03-01

Side Channels and their Mitigation in Cloud Computing Security

Today's computers run numerous processes of different sensitivity and trustworthiness, and often the only boundary between a hostile network and sensitive data relies on flimsy confinement assumptions. The platform purports to protect processes from each other, but side channels arise from lower architectural layers, such as contention for shared hardware resources, and create inadvertent cross-talk. For example, we have shown how observing contention for the CPU cache allows an attacker to steal other users' encryption keys in a few milliseconds.

Confinement violations are especially grievous in the context of cloud computing ("infrastructure as a service"), where users acquire computational capacity in the form of virtual machines running on a service provider's shared hardware pool. Cross-talk between mutually-untrusting virtual machines running on the same hardware creates the risk of information exfiltration across machines and between users, as we have demonstrated on Amazon EC2.
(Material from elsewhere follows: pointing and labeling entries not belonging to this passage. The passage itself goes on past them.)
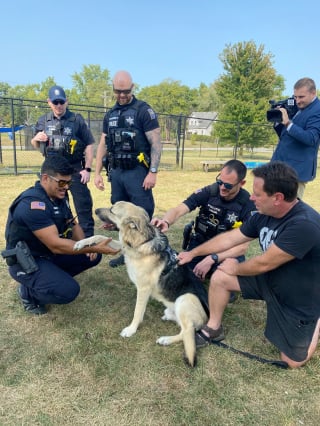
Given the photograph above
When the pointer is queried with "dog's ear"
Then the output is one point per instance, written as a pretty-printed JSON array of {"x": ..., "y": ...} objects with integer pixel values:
[{"x": 137, "y": 222}]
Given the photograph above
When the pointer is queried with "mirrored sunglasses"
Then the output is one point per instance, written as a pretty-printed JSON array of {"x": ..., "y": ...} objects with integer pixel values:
[
  {"x": 228, "y": 186},
  {"x": 57, "y": 102},
  {"x": 124, "y": 91}
]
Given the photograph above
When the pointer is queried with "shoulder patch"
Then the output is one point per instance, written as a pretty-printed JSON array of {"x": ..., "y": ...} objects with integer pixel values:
[
  {"x": 151, "y": 113},
  {"x": 37, "y": 205}
]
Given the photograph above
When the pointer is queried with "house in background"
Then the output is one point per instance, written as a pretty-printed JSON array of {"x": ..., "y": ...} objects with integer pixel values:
[{"x": 201, "y": 123}]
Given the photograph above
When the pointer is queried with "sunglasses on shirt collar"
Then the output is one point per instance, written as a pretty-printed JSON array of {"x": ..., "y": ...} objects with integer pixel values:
[{"x": 61, "y": 182}]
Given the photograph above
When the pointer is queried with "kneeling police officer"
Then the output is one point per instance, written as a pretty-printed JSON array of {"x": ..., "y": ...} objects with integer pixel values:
[
  {"x": 40, "y": 235},
  {"x": 222, "y": 206}
]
These security vulnerabilities raise the challenge of achieving trustworthy computation on leaky platforms. We discuss potential solutions, including a new work on mitigating side channels using just-in-time dynamic transformation of x86 machine code.

This talk includes joint works with Saman Amarasinghe, Dag Arne Osvik, Thomas Ristenpart, Ron Rivest, Stephan Savage, Hovav Shacham, Adi Shamir and Qin Zhao.